China has warned the United States against supporting Taiwanese independence on the eve of an online summit today between President Biden and President Xi that is intended to reduce the rising tensions between the two superpowers.
The leaders will have their first formal one-to-one meeting since Biden became president. They face a daunting list of unresolved military, political and economic matters, with the fate of Taiwan the most obvious flashpoint.
Biden, 78, and Xi, 68, spoke by phone in September in an attempt to defuse hostilities, but tensions soon flared again over China’s increasingly aggressive military posturing towards Taiwan. It regards the island nation as a breakaway province, with Xi vowing repeatedly to retake it — by force if necessary. The People’s Liberation Army staged military exercises off the coast of the island last week as Chinese warplanes continued to test its missile defences.
Biden had hoped to hold the summit in person, but Xi has not left China since the start of the pandemic almost two years ago.
On Saturday Wang Yi, 68, China’s foreign minister, warned the US secretary of state Antony Blinken, 59, that American “connivance” and support for Taiwanese independence would “undermine peace and boomerang in the end”. According to the US state department, Blinken “urged Beijing to engage in meaningful dialogue to resolve cross-Strait issues peacefully and in a manner consistent with the wishes and best interests of the people on Taiwan”.
Biden provoked a sharp rebuke from China last month when he said the US was committed to defending Taiwan if China were to invade it; an apparent break with Washington’s policy of “strategic ambiguity”.
The White House attempted to play down the president’s remarks, but Wang said that China had “no room for compromise” on Taiwan and that Biden should “speak cautiously” on the issue “so as not to seriously damage China-US relations”.
The Communist Party mouthpiece Global Times was more direct, writing in an editorial that the US had “gone too far” and was targeting China’s core interests, leaving it “with no way back”.

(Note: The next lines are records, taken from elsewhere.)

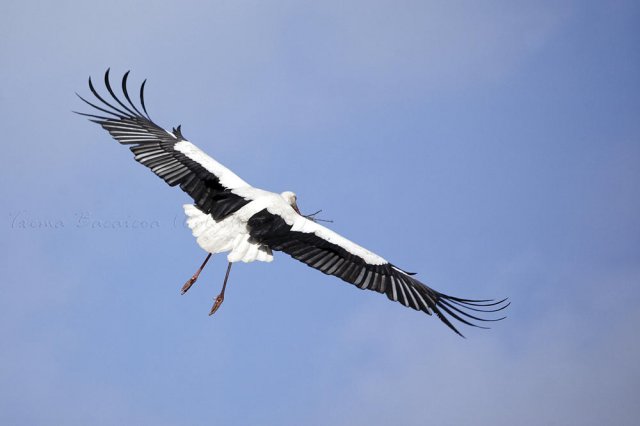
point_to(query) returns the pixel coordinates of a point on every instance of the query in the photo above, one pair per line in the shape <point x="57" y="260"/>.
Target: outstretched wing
<point x="167" y="153"/>
<point x="332" y="254"/>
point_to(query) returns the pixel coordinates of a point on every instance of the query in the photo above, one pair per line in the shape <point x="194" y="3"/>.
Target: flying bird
<point x="229" y="215"/>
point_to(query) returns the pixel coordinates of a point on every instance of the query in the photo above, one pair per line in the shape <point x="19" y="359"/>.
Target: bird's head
<point x="291" y="199"/>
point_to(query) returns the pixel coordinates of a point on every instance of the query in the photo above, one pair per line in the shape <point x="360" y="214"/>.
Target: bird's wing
<point x="332" y="254"/>
<point x="167" y="153"/>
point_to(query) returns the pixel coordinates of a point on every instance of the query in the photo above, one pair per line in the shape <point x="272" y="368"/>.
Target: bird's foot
<point x="188" y="284"/>
<point x="217" y="304"/>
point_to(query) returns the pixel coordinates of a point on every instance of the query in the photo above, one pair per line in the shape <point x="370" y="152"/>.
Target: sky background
<point x="492" y="147"/>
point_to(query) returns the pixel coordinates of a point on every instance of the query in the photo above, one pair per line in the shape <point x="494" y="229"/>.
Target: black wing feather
<point x="155" y="148"/>
<point x="271" y="230"/>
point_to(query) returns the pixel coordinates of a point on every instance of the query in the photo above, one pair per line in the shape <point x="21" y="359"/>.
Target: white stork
<point x="229" y="215"/>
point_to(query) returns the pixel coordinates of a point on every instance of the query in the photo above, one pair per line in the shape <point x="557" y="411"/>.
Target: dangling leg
<point x="193" y="279"/>
<point x="220" y="297"/>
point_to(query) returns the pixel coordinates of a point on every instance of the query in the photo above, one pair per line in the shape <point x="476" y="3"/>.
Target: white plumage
<point x="229" y="215"/>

Since the two sides established diplomatic relations in 1979 the US has accepted the “One China” principle, which rules out independence for Taiwan. However, US law also requires the government to help Taiwan to arm itself; an ambiguous approach which has helped to preserve an uneasy status quo in which the Taiwanese rule themselves while western governments refrain from speaking of independence for the island.
“If the US truly wants to safeguard peace then it should clearly oppose any ‘Taiwan independence’ moves,” Wang said after his phone call with Blinken. “Put the One China policy into action and stop sending wrong signals.”
The issue highlights concern in Washington at China’s rapid military build-up, with the People’s Liberation Army expected to match or surpass the US military in key areas in the years ahead including cyberwarfare, artificial intelligence and the development of nuclear-capable hypersonic missiles. General Mark Milley, head of the Joint Chiefs of Staff, admitted this month: “We are witnessing one of the largest shifts in geopolitical power that the world has witnessed.”
China’s mistreatment of Uighur Muslims in Xinjiang province, its suppression of democracy in Hong Kong and its aggressive territorial claims in the South and East China Seas have encouraged many in the West to regard Taiwan as a red line which it must be prevented from violating in order to safeguard other territories.
Blinken also spoke to Yoshimasa Hayashi, the Japanese foreign minister, at the weekend, repeating US promises that it would help Japan to fight off any attack on the Senkaku Islands in the East China Sea, which are administered by Tokyo but claimed by Beijing.
In Canberra, Peter Dutton, the Australian defence minister, told The Australian newspaper that it was “inconceivable” that his nation would not support the US in a showdown — drawing an immediate reaction from Global Times. It vowed that Australia would face “heavy attack” and “sacrifice” for its troubles.
The White House has hinted that Biden could also raise US concerns about China blocking an investigation into the origins of Covid-19.
It would be an exaggeration to call Joe Biden and Xi Jinping old pals, but they have a more authentic relationship than much of what qualifies for friendship among the grinning glad-handers of international summitry (Richard Lloyd Parry writes).
In 2011, when both were vice-presidents, Biden travelled to Beijing and spent a good deal of time with Xi. “Over meals, long walks, and other informal settings they conversed at length about personal and policy matters,” said Danny Russel, a former diplomat who travelled with Biden. “The bond between them grew steadily.”
When they meet today in teleconference, that bond will be tested to the limits, with relations between the US and China at their frostiest in 25 years.
Xi’s China sees itself as a civilisation shaking off the embarrassment of a century of weakness to re-inherit a greatness going back 500 years. From Washington, China’s rise is not the fair outcome of global competition, but the triumph of a global bully. The suppression of Uighur Muslims, the crushing of democracy in Hong Kong, its aggression in the South China Sea all make checking Beijing’s arrogance a moral duty.
As Biden said of Xi during the presidential campaign, with a frankness he may now regret: “This guy is a thug.”
The best that can he hoped for from today’s meeting is that it will allow the two sides to focus less on matters of principle and destiny, and more on practicality.